Now, as a minister and as one who has remained faithful to the church, I want to embrace art and whatever truth lies in the stories that it tells. But let me admit that I don’t find every story to be overtly truthful. So, I’m not so much interested in the dishonest ones that glamorize or, worse, darken my mood and my heart for no noble cause. But if art can point to something true, even if that truth is unsettling, I’m in. I’ll watch, but I might peek through my fingers.

I read a story a few weeks ago, an essay by a transgenderChristian, writing about her experience first as a husband and father, and then as a woman (all in the context of her Christian faith and an active life within the church). 

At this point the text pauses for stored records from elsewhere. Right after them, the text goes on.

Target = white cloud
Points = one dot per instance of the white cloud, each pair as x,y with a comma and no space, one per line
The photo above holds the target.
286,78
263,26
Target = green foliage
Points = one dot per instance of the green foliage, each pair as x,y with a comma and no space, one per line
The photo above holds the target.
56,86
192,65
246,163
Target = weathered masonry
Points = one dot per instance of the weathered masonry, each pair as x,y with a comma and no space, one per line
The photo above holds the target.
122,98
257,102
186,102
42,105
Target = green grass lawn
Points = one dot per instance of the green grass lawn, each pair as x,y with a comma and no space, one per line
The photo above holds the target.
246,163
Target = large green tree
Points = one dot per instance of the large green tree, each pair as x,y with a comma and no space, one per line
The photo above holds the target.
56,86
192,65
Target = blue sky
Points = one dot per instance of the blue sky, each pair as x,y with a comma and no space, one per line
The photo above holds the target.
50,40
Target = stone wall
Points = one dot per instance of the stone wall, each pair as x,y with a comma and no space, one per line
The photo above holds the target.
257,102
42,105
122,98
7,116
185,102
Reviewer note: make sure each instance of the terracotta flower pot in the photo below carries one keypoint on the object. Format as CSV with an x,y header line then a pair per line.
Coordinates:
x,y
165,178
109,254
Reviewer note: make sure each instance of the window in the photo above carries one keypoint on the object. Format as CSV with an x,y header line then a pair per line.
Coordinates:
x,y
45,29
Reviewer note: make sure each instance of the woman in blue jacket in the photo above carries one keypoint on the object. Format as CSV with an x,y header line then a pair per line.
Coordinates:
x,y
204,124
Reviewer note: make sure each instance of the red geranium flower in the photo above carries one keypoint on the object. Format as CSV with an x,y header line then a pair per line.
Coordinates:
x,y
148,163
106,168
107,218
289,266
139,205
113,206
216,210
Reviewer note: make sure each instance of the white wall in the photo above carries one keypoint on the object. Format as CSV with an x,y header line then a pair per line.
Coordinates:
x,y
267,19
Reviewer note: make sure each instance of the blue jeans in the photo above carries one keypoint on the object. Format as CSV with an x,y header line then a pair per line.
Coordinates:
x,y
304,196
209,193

I am the first to note the gazillion theological questions that can spring to mind at this mention no matter who you are, no matter what your politics, beliefs, or sexual orientation. But here’s something: this was someone’s life. It happened. It was wrestled with. It was true.   I’d rather look at that than not.

Friday, October 05, 2012

Where to begin?

I wrote the following back in May and never published it. Ran out of time. All the packing, all the kids home for summer, but here it is now. In October.


We almost made it through the school year.  I think my kids no longer hate us for moving.  In fact, Oldest is planning her bday party in a few weeks with new friends from her new school.  Oldest will be a decade old and we will celebrate with flair. She will also get an increase in her allowance and be required to buy her own gifts. And do her own laundry. Not sure she’ll think this is a good deal. But I do.  Oh, Oldest, you are growing up too fast.  And in a few weeks we’ll head to Africa together, she and I. Already, we are reading accounts of the third world, of war-torn Mozambique in the early 90s and our hearts are breaking together in our living room over all the poverty, all the despair that a human life can endure.  “I feel so lucky I get to eat these frozen peaches,” she confided the other night while pulling a bag out of the freezer. “Some of the kids in Mozambique don’t even get fruit.”

I am glad for this new awareness. I think it is shaping her to be more generous, more open-handed, more grateful.  And it’s all happening to me as well as I prepare to go somewhere stripped of hair dryers and product, in long skirts and tennis shoes (because this is Muslim territory). But that’s the easy stuff to give up.  The harder: there are no toilets in the bush. No running water. My friend Amy described her experience last year at a village she stayed at. There was a pit in the ground. And maggots crawled all around the edge of the pit, right where you’d want to plant your feet and squat.

I’ll be honest and say this won’t come easy for me.  But I’m willing to walk through it because I think on the other side of all this stripping away I’ll get something I need. Yes, I’m going to help others. I’m going to be of service.  But I think Mozambique will be of service to me, stripping away all of the trappings of humanity that masquerade as humanity itself. 

It did strip away. And what I saw was something I'd seen before except it was all in plain sight this time. And what "it" was I can't fully quantify in words, which is why I haven't written a blog post in three months. And all of you lovely readers who helped to send me and Una halfway around the world have been waiting so patiently for a report. Yet, I'm still speechless.  I think it will have to come out in bits and in pieces.